For now, consider the plot() function.

One of the nice features of plot() is that it produced plots based on the shape and type of data you give it.

To see this, let’s plot the data from the built in data frame airquality.

head(airquality)
A data.frame: 6 × 6
Ozone Solar.R Wind Temp Month Day
<int> <int> <dbl> <int> <int> <int>
1 41 190 7.4 67 5 1
2 36 118 8.0 72 5 2
3 12 149 12.6 74 5 3
4 18 313 11.5 62 5 4
5 NA NA 14.3 56 5 5
6 28 NA 14.9 66 5 6

If we pass it the whole data frame, it produces a scatter plot lattice:

plot(airquality)

If we pass it just two columns, it produces a scatter plot:

plot(airquality[, c("Temp", "Wind")])

And if pass it one, it produces a line graph:

plot(airquality$Temp, type='l')

The hist() function will create a histogram:

hist(airquality$Temp)

Value Counts with table()

This function is like .value_counts() in Pandas.

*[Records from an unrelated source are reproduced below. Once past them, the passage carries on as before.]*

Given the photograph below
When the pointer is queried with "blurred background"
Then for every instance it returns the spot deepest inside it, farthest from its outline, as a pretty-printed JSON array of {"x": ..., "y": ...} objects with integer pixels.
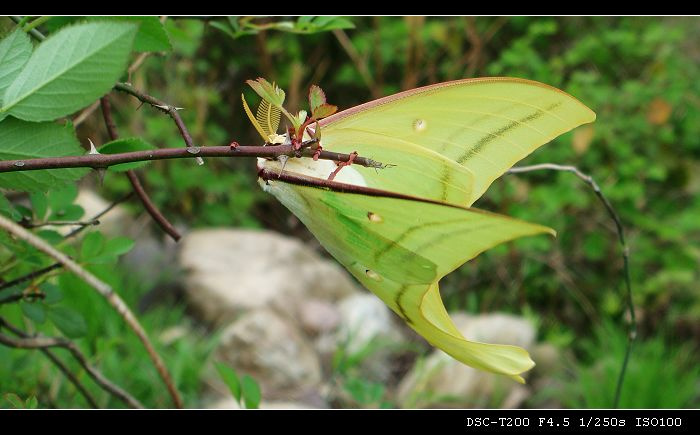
[{"x": 563, "y": 298}]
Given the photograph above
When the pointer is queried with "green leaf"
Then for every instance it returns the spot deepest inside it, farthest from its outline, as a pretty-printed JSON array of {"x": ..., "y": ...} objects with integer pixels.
[
  {"x": 93, "y": 245},
  {"x": 26, "y": 140},
  {"x": 324, "y": 110},
  {"x": 51, "y": 236},
  {"x": 124, "y": 146},
  {"x": 251, "y": 392},
  {"x": 330, "y": 23},
  {"x": 316, "y": 97},
  {"x": 305, "y": 19},
  {"x": 267, "y": 91},
  {"x": 39, "y": 205},
  {"x": 32, "y": 403},
  {"x": 8, "y": 209},
  {"x": 53, "y": 293},
  {"x": 14, "y": 400},
  {"x": 229, "y": 376},
  {"x": 91, "y": 58},
  {"x": 34, "y": 311},
  {"x": 68, "y": 321},
  {"x": 15, "y": 50}
]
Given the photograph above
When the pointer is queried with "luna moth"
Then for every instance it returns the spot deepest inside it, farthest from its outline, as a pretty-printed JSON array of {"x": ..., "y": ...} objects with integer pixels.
[{"x": 399, "y": 230}]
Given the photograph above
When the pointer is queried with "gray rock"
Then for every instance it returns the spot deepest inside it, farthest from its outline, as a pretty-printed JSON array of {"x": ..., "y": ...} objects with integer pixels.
[
  {"x": 441, "y": 381},
  {"x": 364, "y": 317},
  {"x": 318, "y": 317},
  {"x": 269, "y": 347},
  {"x": 229, "y": 271}
]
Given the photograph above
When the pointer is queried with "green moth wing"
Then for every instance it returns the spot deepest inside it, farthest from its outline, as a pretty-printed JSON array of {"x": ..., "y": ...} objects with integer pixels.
[
  {"x": 399, "y": 230},
  {"x": 400, "y": 247},
  {"x": 451, "y": 140}
]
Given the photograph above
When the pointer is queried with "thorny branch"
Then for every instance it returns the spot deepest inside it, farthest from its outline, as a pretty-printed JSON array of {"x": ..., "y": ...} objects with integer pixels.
[
  {"x": 40, "y": 272},
  {"x": 157, "y": 216},
  {"x": 104, "y": 290},
  {"x": 102, "y": 161},
  {"x": 632, "y": 331},
  {"x": 44, "y": 343}
]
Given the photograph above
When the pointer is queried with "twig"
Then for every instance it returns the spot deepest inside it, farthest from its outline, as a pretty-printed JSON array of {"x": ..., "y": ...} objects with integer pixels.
[
  {"x": 99, "y": 215},
  {"x": 163, "y": 107},
  {"x": 148, "y": 204},
  {"x": 40, "y": 272},
  {"x": 104, "y": 290},
  {"x": 29, "y": 276},
  {"x": 632, "y": 331},
  {"x": 43, "y": 343},
  {"x": 151, "y": 208},
  {"x": 102, "y": 161}
]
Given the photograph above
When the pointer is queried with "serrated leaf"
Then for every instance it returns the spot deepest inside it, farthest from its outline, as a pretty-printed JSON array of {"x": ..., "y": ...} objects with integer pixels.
[
  {"x": 124, "y": 146},
  {"x": 316, "y": 97},
  {"x": 8, "y": 209},
  {"x": 32, "y": 403},
  {"x": 92, "y": 57},
  {"x": 229, "y": 376},
  {"x": 34, "y": 311},
  {"x": 14, "y": 400},
  {"x": 68, "y": 321},
  {"x": 26, "y": 140},
  {"x": 267, "y": 91},
  {"x": 324, "y": 110},
  {"x": 268, "y": 116},
  {"x": 93, "y": 245},
  {"x": 15, "y": 51},
  {"x": 251, "y": 392},
  {"x": 52, "y": 293}
]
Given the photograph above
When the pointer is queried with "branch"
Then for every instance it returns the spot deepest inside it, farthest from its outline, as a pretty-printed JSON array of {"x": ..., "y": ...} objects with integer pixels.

It does a quick count of all the value types of a feature or combination of them.

Here we get a table of values and their counts for airquality$Month.

months <- table(airquality$Month)
months.df <- data.frame(months)
names(months.df) <- c("Month", "Freq")
t(months.df)
A matrix: 2 × 5 of type chr
Month 5 6 7 8 9
Freq 31 30 31 31 30

Note we used t() to transpose the data frame.